Increasingly such vascular maps are also exploited in research by adding computational flow solutions to the vasculature. However, most of the scientists that use such vasculature tend to overlook the limitations involved with the obtained vascular maps. One limitation is the lack of small branches that are not opacified enough by contrast for X-ray visualization. Another problem is underestimation of the true caliber of the vessels because the X-ray beam passes through a thinner layer of contrast in the vicinity of the walls due to the circular shape of the arteries as we have shown in our previous study.6 Here we highlight another limitation of contrast based imaging of the arterial lumens. Poor contrast penetration into the boundary layer near the tube walls exacerbate the poor visibility of near wall arterial lumen. Contrast poor boundary layer thickness estimated in this study occupies about 10% of the tube radius. The thickness of the contrast poor layer is determined, in analogy to the momentum boundary layer thickness of fluid flow applications, where the concentration of the contrast reaches 99% of the free stream. Therefore, vascular caliber as measured from the obtained image may be an underestimation of the true caliber because of the combined issues of thin layer thickness and poor contrast concentration at the same location.

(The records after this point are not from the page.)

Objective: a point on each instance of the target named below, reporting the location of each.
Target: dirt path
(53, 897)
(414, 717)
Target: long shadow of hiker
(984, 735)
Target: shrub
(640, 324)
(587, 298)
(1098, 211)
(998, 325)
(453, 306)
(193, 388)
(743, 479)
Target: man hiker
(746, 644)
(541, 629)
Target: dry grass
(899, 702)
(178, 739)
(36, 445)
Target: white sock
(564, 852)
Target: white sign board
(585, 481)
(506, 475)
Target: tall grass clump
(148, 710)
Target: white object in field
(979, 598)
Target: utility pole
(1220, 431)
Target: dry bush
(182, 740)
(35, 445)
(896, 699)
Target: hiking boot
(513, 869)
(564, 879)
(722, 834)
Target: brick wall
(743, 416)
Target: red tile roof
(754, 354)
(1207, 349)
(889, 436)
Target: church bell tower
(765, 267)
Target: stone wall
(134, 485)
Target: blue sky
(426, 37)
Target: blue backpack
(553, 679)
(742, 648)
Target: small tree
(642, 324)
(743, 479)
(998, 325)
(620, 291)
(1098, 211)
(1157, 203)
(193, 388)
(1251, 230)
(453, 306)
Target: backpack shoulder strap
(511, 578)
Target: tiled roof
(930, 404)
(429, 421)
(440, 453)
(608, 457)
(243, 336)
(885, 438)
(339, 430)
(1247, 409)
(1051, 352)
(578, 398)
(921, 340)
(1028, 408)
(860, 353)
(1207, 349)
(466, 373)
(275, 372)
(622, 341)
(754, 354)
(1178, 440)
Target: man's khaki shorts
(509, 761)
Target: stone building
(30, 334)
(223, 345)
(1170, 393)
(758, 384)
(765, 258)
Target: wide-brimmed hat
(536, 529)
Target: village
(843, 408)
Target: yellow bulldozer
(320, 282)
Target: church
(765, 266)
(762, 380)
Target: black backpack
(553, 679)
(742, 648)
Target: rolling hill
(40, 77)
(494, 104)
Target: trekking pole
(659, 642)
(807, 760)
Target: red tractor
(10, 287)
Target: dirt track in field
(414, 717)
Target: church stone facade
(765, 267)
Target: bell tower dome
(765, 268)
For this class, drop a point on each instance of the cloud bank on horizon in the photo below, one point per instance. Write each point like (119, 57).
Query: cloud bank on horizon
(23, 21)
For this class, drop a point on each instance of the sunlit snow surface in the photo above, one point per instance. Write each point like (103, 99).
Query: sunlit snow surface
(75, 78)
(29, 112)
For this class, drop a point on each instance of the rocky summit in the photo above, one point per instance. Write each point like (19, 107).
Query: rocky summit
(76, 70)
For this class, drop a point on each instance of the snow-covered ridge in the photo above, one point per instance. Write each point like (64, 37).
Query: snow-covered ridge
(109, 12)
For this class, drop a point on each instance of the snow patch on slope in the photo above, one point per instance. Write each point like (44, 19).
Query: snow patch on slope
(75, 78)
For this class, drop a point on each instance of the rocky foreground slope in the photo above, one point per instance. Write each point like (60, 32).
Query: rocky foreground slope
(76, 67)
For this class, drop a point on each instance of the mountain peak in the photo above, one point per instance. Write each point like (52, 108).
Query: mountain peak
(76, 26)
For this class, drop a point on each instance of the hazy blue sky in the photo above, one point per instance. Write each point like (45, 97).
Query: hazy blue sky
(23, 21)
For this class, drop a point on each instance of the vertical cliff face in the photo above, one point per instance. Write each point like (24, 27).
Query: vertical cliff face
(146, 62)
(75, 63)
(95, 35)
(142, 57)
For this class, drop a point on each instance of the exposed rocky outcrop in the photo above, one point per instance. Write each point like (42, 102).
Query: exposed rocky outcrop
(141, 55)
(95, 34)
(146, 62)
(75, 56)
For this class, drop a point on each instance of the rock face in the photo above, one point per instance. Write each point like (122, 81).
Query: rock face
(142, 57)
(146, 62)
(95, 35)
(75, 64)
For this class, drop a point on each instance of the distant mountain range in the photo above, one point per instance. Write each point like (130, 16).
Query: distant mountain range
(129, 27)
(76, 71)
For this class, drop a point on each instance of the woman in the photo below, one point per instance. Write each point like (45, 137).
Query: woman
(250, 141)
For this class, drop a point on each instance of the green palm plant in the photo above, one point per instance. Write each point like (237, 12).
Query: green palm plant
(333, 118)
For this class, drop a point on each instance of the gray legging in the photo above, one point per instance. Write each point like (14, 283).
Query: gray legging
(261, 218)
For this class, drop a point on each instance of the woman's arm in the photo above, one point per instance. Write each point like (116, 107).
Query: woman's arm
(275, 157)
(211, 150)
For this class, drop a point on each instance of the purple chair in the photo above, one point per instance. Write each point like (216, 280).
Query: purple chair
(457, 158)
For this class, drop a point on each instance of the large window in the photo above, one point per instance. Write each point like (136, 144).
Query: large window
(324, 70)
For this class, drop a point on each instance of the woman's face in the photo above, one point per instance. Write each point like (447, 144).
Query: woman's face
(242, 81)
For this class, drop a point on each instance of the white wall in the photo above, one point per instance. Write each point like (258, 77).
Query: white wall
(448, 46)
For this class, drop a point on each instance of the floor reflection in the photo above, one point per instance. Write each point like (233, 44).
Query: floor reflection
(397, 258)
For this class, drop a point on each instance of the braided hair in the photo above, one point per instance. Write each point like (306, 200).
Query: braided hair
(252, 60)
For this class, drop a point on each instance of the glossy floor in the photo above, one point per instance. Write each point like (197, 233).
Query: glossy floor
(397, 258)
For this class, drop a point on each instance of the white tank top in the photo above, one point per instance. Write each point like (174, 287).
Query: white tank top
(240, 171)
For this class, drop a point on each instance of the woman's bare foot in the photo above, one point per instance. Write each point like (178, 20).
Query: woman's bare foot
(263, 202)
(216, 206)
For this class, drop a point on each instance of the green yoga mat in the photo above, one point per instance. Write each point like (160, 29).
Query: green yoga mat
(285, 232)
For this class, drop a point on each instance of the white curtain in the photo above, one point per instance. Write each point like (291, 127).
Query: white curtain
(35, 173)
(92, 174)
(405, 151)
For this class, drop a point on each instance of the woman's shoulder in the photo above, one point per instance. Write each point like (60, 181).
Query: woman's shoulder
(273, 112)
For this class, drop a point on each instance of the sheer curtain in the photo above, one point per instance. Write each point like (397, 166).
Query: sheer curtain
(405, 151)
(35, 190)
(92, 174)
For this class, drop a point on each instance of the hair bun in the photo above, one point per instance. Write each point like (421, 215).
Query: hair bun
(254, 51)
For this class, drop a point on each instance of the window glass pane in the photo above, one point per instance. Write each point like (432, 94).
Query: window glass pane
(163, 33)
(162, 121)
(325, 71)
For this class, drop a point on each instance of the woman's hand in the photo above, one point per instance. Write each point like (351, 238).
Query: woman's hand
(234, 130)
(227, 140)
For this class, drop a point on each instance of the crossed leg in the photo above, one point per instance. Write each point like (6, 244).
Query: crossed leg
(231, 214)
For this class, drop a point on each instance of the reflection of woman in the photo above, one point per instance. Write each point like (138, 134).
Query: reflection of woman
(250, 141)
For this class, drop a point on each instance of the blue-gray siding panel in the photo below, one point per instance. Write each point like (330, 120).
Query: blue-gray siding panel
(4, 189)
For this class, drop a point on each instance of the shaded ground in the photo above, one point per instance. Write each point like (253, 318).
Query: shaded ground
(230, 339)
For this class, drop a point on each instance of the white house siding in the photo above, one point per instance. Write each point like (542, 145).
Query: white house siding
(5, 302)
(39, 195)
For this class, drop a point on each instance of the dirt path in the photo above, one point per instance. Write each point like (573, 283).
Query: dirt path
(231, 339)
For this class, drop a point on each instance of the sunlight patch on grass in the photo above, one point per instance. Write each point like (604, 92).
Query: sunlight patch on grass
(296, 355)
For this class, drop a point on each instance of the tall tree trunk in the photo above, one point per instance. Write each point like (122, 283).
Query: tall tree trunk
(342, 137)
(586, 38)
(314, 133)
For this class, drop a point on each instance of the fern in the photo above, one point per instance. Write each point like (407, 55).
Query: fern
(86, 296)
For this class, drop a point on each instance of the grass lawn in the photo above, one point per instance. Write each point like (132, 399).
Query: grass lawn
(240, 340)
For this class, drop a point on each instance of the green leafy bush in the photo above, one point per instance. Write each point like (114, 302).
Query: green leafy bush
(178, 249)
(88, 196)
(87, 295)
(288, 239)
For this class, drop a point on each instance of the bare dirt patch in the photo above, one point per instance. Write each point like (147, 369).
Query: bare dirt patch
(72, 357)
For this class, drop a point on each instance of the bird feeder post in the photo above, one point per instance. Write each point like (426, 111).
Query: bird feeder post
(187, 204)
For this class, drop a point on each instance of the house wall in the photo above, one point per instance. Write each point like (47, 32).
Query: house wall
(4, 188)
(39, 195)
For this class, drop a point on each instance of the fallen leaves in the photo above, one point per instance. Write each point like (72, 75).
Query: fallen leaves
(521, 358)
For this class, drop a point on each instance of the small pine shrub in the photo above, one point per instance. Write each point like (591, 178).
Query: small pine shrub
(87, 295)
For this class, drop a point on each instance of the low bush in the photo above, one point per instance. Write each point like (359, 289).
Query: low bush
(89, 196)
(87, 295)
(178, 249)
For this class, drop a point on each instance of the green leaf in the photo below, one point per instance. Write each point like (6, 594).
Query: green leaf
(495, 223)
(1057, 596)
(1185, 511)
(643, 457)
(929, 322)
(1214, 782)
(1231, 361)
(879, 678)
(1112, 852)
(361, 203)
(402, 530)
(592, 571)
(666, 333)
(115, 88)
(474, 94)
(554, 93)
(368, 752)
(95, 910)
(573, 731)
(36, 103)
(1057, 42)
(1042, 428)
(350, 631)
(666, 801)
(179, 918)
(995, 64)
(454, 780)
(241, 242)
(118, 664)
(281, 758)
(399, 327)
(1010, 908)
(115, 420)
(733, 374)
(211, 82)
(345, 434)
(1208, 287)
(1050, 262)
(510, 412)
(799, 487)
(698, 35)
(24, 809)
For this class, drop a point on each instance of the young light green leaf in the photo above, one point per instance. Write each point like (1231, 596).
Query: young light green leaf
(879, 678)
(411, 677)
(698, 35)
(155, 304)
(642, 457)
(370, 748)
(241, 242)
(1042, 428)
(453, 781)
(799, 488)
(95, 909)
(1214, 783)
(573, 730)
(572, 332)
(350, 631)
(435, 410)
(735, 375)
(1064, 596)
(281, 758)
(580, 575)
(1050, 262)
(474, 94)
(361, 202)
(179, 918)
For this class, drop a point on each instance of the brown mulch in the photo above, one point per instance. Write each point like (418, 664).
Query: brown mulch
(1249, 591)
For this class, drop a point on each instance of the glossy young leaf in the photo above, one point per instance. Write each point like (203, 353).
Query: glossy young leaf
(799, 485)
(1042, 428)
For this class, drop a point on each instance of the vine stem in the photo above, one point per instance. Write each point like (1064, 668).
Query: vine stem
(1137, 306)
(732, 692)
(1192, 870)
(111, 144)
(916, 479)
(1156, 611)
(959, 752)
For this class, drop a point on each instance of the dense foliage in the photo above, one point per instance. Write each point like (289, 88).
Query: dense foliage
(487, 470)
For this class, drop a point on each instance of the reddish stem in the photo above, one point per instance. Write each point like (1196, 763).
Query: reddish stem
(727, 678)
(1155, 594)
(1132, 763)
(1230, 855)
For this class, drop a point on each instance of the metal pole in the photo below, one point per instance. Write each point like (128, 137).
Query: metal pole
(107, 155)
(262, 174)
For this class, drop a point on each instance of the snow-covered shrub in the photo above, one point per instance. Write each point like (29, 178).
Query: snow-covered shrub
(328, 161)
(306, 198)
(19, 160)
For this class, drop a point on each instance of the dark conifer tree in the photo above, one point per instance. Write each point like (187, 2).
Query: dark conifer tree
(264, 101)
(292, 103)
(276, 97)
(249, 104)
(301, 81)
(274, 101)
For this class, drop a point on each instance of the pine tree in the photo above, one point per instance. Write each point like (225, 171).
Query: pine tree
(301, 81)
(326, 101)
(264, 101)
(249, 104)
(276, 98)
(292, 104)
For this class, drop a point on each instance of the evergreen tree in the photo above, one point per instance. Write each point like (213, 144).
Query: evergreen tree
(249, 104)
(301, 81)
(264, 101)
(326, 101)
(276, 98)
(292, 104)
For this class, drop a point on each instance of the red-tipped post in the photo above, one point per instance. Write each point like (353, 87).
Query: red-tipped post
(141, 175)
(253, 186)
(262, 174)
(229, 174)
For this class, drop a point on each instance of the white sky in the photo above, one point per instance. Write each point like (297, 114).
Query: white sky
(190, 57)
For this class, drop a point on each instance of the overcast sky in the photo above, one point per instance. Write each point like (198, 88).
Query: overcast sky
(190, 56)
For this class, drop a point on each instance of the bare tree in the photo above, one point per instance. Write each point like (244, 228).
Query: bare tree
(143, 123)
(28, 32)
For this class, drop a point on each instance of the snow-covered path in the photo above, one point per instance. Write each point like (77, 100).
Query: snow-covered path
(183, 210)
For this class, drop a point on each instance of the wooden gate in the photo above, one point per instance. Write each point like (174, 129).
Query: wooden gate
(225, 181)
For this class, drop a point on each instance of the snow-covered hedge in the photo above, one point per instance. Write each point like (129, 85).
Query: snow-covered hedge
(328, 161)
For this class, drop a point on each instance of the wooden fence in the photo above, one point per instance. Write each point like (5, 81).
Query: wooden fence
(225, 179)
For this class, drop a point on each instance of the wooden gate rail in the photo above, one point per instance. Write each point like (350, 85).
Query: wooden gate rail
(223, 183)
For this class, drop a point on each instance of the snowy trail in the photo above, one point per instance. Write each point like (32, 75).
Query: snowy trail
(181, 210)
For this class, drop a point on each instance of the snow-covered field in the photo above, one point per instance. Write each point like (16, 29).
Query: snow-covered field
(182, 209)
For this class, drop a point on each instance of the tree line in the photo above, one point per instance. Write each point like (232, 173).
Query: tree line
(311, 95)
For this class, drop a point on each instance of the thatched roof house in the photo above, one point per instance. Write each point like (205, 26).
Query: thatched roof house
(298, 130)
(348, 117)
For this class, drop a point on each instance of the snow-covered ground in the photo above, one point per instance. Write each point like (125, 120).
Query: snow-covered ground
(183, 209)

In this study as well as in our previous investigation we used blood and contrast flow rates that are typically employed during an arterial injection particularly in the cerebrovasculature. In the experiments we scaled up the tube and catheter dimensions to obtain better spatial resolution and adjusted the flow rates to match the Reynolds numbers to the in vivo, a typical approach in flow dynamics similitude. One limitations of this study is the use of steady flow rather than pulsatile flow. However, since the duration of the injections are much longer than the duration of systole, additional agitation by pulsatility is likely to have a small effect on mixing as we have shown in the carotid of the Rabbit.6 Another limitation arises from the unknown molecular diffusion coefficient of angiographic contrast. However, the molecular diffusion coefficient of iodine in aqueous solutions has been investigated before and reported to be about 1.36 × 10−9 m2/s at 298 °K with diffusivity increasing to 4.32 10−9 m2/s at 358 °K.1 Therefore, we used a range of values that should, in principle, approximate the coefficient of the various contrast agents. Yet another limitation arises from positioning the distal tip of the catheter for contrast injection concentrically in the tube which is not always the case in vivo. Departure from the ideal position may result in somewhat different distribution of contrast concentration in the mixing zone but will likely have a small effect on the length of the mixing zone. In summary, the purpose of this study was two folds. First, we opted to confirm that it is feasible to calculate the mixing zone length in typical cerebrovascular arterial injections and such mixing zone is confined to about ten arterial diameters downstream of the catheter tip. Second, we evaluated the thickness of the contrast poor wall boundary layer and its potential influence on arterial calibers that are derived from contrast enhanced images of arterial lumens.